Cartago. Si usted revisa la calificación que pusimos a los jugadores de Cartaginés, comprobará que los tres hombres encargados de la concepción del futbol de conjunto recibieron la nota siete; o sea, más que aceptable, ¿verdad?
En buen castellano, esto indica que el equipo de la Vieja Metrópoli planificó ayer el encuentro para imponer su ley sobre el Santos con base en la “filosofía” del pie a pie.
El problema radicó en que la sociedad del toque no sirvió para encender la mecha en las porterías, pues al fin de cuentas, los remates se dieron a cuenta gotas.
En las cabañas de hierro y tejido es donde nacen las emociones tras el vuelo de los arqueros.
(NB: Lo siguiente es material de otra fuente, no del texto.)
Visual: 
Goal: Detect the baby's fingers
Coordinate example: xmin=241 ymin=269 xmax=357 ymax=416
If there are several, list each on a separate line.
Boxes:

Porque, vamos, de la dinámica del juego, lo primordial es el remate caliente. Es la pimienta. Es el sabor. Es la sal en la papa.
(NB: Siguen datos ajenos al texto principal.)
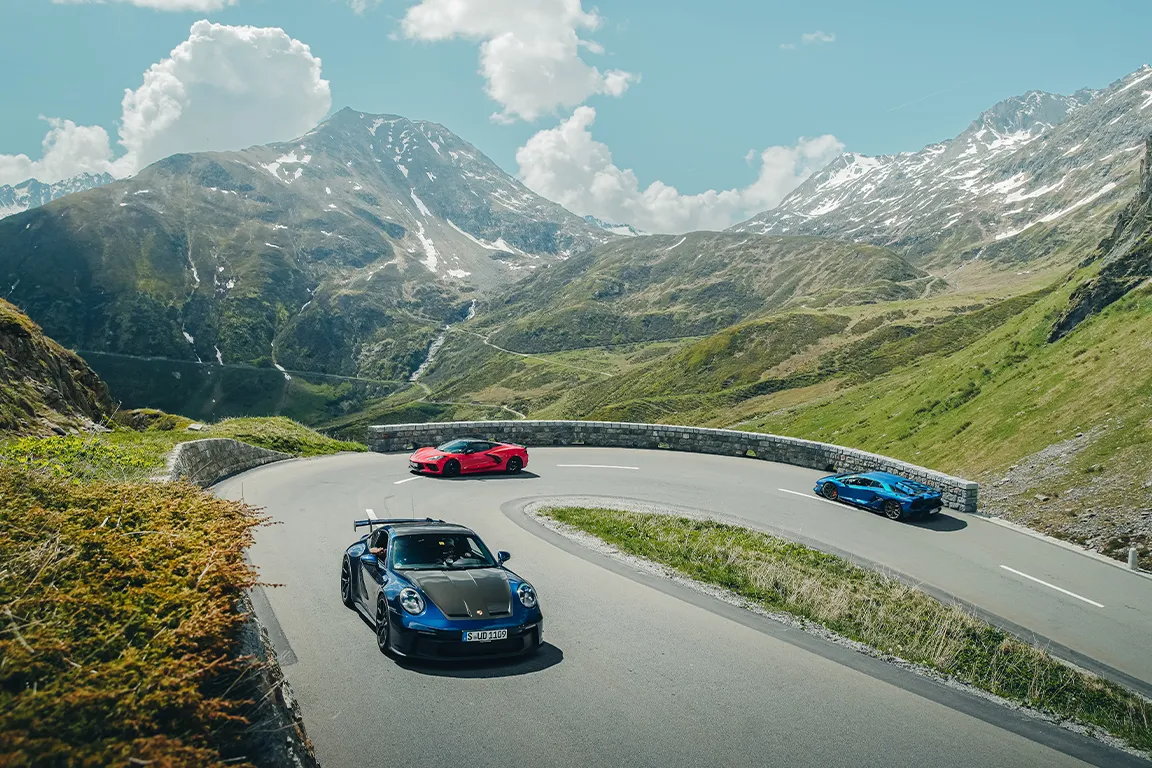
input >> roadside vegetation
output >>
[0,410,367,481]
[540,507,1152,753]
[0,410,350,768]
[0,472,270,767]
Entonces, la única anotación del cotejo no fue suficiente para despertar a la clientela e instalar la emoción en las butacas, aunque, ¡por supuesto!, el equipo azul la consiguió en buena lid.
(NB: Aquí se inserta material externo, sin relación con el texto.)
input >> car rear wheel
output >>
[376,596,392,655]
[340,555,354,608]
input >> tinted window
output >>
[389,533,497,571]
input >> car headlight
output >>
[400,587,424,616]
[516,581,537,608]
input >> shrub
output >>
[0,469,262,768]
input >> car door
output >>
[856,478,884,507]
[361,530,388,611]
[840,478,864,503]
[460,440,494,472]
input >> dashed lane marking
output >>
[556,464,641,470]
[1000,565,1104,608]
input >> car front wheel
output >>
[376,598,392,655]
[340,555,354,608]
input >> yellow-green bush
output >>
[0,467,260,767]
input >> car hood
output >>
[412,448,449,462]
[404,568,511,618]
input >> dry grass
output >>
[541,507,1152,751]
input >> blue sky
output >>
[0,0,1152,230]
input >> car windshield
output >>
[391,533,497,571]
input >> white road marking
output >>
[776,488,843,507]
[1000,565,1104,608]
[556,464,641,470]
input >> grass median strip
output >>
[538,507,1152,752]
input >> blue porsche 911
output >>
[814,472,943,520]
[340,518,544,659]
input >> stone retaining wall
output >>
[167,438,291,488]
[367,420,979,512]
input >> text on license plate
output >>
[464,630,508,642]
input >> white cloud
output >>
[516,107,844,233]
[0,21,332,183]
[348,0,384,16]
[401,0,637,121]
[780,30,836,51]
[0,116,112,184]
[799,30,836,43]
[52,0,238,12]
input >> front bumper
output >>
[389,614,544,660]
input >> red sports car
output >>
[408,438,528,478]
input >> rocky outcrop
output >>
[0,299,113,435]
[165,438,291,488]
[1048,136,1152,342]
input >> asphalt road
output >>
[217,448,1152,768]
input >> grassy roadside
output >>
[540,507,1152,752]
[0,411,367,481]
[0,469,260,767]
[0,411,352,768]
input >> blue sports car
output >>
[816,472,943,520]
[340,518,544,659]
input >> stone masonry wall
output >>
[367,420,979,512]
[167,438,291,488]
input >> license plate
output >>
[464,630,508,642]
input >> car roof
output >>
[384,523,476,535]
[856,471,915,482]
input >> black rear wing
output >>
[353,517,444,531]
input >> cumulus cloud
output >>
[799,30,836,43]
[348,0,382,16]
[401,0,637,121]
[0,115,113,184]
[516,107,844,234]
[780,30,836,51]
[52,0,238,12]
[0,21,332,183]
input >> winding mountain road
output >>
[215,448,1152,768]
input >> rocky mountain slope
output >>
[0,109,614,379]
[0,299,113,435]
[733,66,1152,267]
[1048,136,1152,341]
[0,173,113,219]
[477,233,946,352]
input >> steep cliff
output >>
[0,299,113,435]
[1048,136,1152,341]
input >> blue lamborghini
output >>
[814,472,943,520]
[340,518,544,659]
Pero si juzgamos el nivel del espectáculo, la mayor responsabilidad por la calidad del mismo le corresponde al equipo casa que, por definición, estáobligado a buscar la portería rival desde el inicio.
Sin embargo, el visitante también tendría que asumir sus riesgos y encender la chispa en los botines de sus artilleros.
Pero ocurrió que ni uno ni otro respondieron a las expectativas y, en consecuencia, como rezaban las viejas crónicas periodísticas, ayer los guardametas de ambos equipos se dieron “un baño de sol”.
Hubo excepciones, claro está, como aquel trallazo de Enoc Pérez que sacudió el paral de mano de recha de Pablo Camacho (14’), o el acrobático salto del mismo Pablo en el segundo tiempo (63’), ante un obús bien calculado de José Francisco Alfaro, habilitado también por Enoc.
Cuando un amigo se va, queda un espacio vacío... A veces es mejor el aplauso que el silencio.
La afición brumosa dedicó un minuto de aplauso a la memoria de Flavio Ortega, su antiguo director técnico, fallecido hace pocas semanas. ¡Emotividad y respeto!
Globito a la red. Para reforzar nuestra tesis de que en los hilos de pólvora, faltó chispa que encender, basta recordar la forma en la que se produjo la única anotación.
JoséFrancisco Alfaro incursionó --una vez más-- por el sector derecho, ingresó al área y buscó hacer una diagonal. Le salió un balón globeado que descendió casi junto al segundo palo. Esteban Bolaños cabeceó y el remate, “teledirigido”, derrotó a Pablo, el guardameta.
Tras la pérdida del invicto, el líder retomó ayer la senda. Y parece crecer su esperanza.